Am folgenden Tag  mussten wir dann selbst ran: Es ging darum, ein eigenes Sinnbild und einen dazu passenden Sinnspruch – wenn möglich auf Latein – zu entwerfen. Während die Ideen nur so sprudelten, war vor allem letzteres gar nicht so einfach. Wir hatten ein eigenes Sinnbild mit dem Gesichte eines Menschen in der Mitte entworfen, der von einer Reihe von weißen, toten Masken umgeben war, Masken, die den Blick auf den eigentlichen Menschen verstellten. Dazu hatten wir uns den folgenden lateinischen Spruch ausgedacht: PERSONIS DETRACTIS QUID REMANET? [„Wenn die Masken fallen, was bleibt dann?“] – Da sollte manch einer mal weiter drüber nachdenken! – Eine der Gruppen hatte am Ende sogar ein kleines Theaterstück geschrieben, in dem es um ein junges Mädchen ging, das sich unglücklich verliebt hatte und dem am Ende die Sinnsprüche aus der „Bunten Kammer“ einen Weg aus dem Kummer wiesen – VIA NULLA EST INVIA AMORI („Die Liebe findet stets einen Weg“). – Das war echt klasse! Gegen Abend gab es eine Präsentation der Ergebnisse. – Vor der Gruppe, mit Mikro und Beamer, echt professionell, aber auch da konnte man viel falsch machen bzw. lernen. Immerhin sollten wir die Ergebnisse unserer kleinen Projekte am folgenden Tag im gut gefüllten Hörsaal vor Eltern, Lehrern und Bekannten vorstellen, und da gab es noch viel Luft nach oben, was die Ergebnisse und die Präsentationstechnik anging. – Wie man auch ging, stand und sprach … unsere Coaches waren wirklich anspruchsvoll und hatten stets noch etwas zu verbessern. – Aber am Ende wurden wir immer besser und sicherer. Nach dem Abendbrot haben wir zuerst noch einen kleinen Spaziergang nach Oeversee unternommen und uns die dortige, uralte Kirche angesehen, dann einen spannenden Film über die Römer in Britannien geschaut und sind danach auch noch eine ganze Zeit mit der Gruppe und dem Werwolfspiel beschäftigt gewesen.
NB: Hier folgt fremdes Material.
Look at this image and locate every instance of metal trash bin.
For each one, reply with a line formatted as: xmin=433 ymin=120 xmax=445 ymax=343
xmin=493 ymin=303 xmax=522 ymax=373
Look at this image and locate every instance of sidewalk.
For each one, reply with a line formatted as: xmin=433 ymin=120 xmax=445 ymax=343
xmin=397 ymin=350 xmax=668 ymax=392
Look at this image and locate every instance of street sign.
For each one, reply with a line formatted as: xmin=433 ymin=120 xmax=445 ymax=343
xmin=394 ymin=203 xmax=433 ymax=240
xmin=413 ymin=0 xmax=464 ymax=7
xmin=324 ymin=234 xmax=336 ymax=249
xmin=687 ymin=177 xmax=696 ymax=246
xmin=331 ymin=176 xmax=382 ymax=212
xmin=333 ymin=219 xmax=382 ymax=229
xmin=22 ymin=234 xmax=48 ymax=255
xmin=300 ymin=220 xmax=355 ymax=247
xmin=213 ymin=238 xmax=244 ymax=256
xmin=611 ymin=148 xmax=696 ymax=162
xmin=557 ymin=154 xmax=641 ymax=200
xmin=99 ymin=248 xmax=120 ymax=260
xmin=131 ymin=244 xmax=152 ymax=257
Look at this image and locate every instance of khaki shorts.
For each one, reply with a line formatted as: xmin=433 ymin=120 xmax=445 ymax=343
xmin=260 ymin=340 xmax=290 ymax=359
Am Sonnabend gab es dann nach dem Frühstück eine ausgiebige Generalprobe und dann waren auch schon die Eltern, Lehrer und Bekannten da, und wir haben im großen Hörsaal die Ergebnisse unserer Projektearbeiten vorgestellt. Das gab am Ende viel Beifall. – Ein schönes Gefühl! Am Ende bekam jeder von uns eine Urkunde mit einem Sinnbild, das ein großes Schlüsselbund und ein Schloss zeigt und dem ein lateinische Spruch beigegebene ist: NON OMNIA POSSUMUS OMNES („Wir können nicht alles alles“). Das passte prima zu dem Seminar, weil wir festgestellt hatten, dass man sich in solchen Fällen eben super gegenseitig helfen kann und dann im Team eben doch mehr schafft, als jeder von uns alleine bewältigt hätte. Eigentlich schade, dass das Seminar nach drei Tagen schon wieder vorbei war. Es war eine tolle Erfahrung zu erleben, dass es ganz offensichtlich überall bei uns im Lande Schülerinnen und Schüler gibt, die Spaß an Latein haben. – Hoffentlich veranstaltet die Akademie in Sankelmark mal wieder eine „Lateinakademie“, da werden wir uns sofort wieder bewerben.